Case ID: ad2d_293/html/0698-01.html
Source: Caselaw Access Project
Author: {"author": "", "license": "Public Domain", "url": "https://static.case.law/"}
Date Created: 2024-08-24T03:29:51.129683

John F. Carnevali, Respondent, v Richard B. Herman, Appellant.
    [742 NYS2d 85]
   In an action, inter alia, to recover - damages for legal malpractice, the defendant appeals from so much of an order of the Supreme Court, Westchester County (Barone, J.), entered April 4, 2001, as denied his motion to dismiss the complaint.

Ordered that the order is reversed insofar as appealed from, on the law, with costs, the motion is granted, and the complaint is dismissed.

The plaintiff commenced this action in October 2000 against the defendant alleging legal malpractice and fraud arising from representation provided in 1993 on a real estate transaction.

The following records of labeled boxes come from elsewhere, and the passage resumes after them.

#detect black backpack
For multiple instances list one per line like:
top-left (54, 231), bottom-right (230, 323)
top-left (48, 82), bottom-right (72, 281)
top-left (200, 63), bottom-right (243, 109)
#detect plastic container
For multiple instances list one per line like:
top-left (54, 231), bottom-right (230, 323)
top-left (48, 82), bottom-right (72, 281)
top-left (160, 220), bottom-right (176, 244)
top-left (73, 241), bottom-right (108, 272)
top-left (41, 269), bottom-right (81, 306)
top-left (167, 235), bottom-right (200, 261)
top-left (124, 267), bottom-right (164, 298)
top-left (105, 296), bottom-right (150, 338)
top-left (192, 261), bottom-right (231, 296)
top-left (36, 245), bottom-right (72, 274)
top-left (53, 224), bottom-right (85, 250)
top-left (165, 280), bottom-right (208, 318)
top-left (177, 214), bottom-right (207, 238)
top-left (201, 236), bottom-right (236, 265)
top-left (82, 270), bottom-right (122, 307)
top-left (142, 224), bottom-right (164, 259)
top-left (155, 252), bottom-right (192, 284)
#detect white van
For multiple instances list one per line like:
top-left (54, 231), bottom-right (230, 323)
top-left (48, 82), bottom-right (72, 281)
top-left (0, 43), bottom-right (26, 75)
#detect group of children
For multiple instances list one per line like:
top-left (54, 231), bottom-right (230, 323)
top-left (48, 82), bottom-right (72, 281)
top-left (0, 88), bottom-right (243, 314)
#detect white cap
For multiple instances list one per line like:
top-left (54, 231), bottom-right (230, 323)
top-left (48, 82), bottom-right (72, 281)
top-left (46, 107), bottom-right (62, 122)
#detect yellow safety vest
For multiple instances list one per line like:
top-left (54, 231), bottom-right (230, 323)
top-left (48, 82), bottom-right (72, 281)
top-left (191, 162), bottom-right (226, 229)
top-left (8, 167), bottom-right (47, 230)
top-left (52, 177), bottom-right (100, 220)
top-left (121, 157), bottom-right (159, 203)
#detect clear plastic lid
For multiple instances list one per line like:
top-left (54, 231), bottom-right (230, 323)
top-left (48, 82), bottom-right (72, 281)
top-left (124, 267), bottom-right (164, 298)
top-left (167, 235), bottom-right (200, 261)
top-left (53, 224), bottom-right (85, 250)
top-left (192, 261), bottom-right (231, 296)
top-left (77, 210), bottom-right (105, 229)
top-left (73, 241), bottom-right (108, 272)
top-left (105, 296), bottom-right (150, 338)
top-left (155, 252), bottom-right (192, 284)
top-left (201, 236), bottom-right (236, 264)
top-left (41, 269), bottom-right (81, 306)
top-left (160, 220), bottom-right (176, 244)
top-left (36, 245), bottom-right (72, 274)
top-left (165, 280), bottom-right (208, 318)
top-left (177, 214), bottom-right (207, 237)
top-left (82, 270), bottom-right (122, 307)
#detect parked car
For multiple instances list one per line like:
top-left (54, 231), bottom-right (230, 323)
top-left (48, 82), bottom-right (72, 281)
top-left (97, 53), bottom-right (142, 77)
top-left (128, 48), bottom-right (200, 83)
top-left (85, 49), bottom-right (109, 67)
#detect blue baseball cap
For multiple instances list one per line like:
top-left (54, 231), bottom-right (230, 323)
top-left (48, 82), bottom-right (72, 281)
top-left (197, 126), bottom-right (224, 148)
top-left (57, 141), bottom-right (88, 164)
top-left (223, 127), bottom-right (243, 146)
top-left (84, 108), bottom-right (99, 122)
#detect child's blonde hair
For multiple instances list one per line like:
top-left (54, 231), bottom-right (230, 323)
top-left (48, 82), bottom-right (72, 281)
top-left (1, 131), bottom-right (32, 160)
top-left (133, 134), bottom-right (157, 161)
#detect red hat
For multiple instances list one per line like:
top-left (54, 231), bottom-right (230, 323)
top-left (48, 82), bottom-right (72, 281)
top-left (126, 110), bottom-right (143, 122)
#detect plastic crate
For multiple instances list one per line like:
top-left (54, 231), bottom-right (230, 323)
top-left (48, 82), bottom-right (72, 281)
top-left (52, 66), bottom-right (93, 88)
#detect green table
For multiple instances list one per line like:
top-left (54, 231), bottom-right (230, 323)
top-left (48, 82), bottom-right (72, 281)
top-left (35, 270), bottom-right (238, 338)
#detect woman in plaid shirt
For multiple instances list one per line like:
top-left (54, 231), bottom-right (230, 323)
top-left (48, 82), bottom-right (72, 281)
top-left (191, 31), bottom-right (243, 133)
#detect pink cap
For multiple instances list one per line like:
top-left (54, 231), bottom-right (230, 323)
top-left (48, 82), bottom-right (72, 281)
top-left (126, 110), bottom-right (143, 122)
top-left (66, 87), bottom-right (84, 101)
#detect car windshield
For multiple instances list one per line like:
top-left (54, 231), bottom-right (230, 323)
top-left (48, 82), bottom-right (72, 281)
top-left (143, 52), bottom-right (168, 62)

As part of the sale of the plaintiffs property, the plaintiff took back a second mortgage executed by the purchaser, Steven R. Zoernack, in the amount of $40,000. The defendant’s closing statement indicated that “the original Second Mortgage was forwarded for recording with the Westchester County Clerk. Upon receipt of a copy of the recorded Second Mortgage, I will promptly forward same to your attention for your records.” The plaintiff alleged that he did not learn until 1998, after Zoernack defaulted, that the defendant failed to record the second mortgage executed to secure the promissory note. Before issue was joined, the defendant moved, inter alia, to dismiss the causes of action sounding in legal malpractice as time barred pursuant to CPLR 3211 (a) (5) and to dismiss the fraud cause of action pursuant to CPLR 3211 (a) (7). We now grant that relief.

Pursuant to CPLR 214 (6), an action to recover damages for legal malpractice must be commenced within three years of the accrual of the claim. A claim to recover damages for legal malpractice accrues when the malpractice is committed, not when it is discovered (see Shumsky v Eisenstein, 96 NY2d 164, 166; Santulli v Englert, Reilly & McHugh, 78 NY2d 700; Glamm v Allen, 57 NY2d 87). Here, the legal malpractice complained of occurred in 1993, more than three years before the commencement of this action, and the statute of limitations was not tolled by the continuous representation doctrine beyond 1994 (see Santulli v Englert, Reilly & McHugh, supra; Ruggiero v Powers, 284 AD2d 593; Kahn v Hart, 270 AD2d 231; Tal-Spons Corp. v Nurnberg, 213 AD2d 395, 397). The only contacts with the defendant after May 1993 asserted by the plaintiff in his affidavit in opposition to the motion to dismiss were in June 1994 when, after unsuccessfully attempting to reach the defendant, he was assured by the defendant’s secretary that the second mortgage had been recorded, and in March 1998, after learning that the second mortgage had not been recorded. Since in 1994, the plaintiff was no longer “acutely aware of such need for further representation on the specific subject matter underlying the malpractice claim,” the defendant’s representation on the matter had ceased at that time (Shumsky v Eisenstein, supra at 169; see Young v New York City Health & Hosps. Corp., 91 NY2d 291; Ashmead v Groper, 251 AD2d 716). Accordingly, the plaintiffs causes of action sounding in legal malpractice should have been dismissed as time barred.

The cause of action sounding in fraud, commenced in October 2000, is also time barred. Despite the alleged misrepresentation by the defendant’s secretary that the second mortgage had been recorded, the plaintiff could have, with reasonable diligence, discovered that the mortgage had not been recorded in June 1994, as he did in March 1998 (see Julian v Carroll, 270 AD2d 457; Leftowitz v Appelbaum, 258 AD2d 563; CPLR 203 [g]; 213 [8]). In any event, the plaintiff failed to state a cause of action for fraud separate and distinct from his causes of action for legal malpractice (see Weiss v Manfredi, 83 NY2d 974, 977; Simcuski v Saeli, 44 NY2d 442, 451-452; Ruggiero v Powers, supra at 595; Sage Realty Corp. v Proskauer Rose, 251 AD2d 35, 39; Spinosa v Weinstein, 168 AD2d 32, 41).

In light of our determination, we need not address the defendant’s remaining contentions. Santucci, J.P., Friedmann, H. Miller and Schmidt, JJ., concur.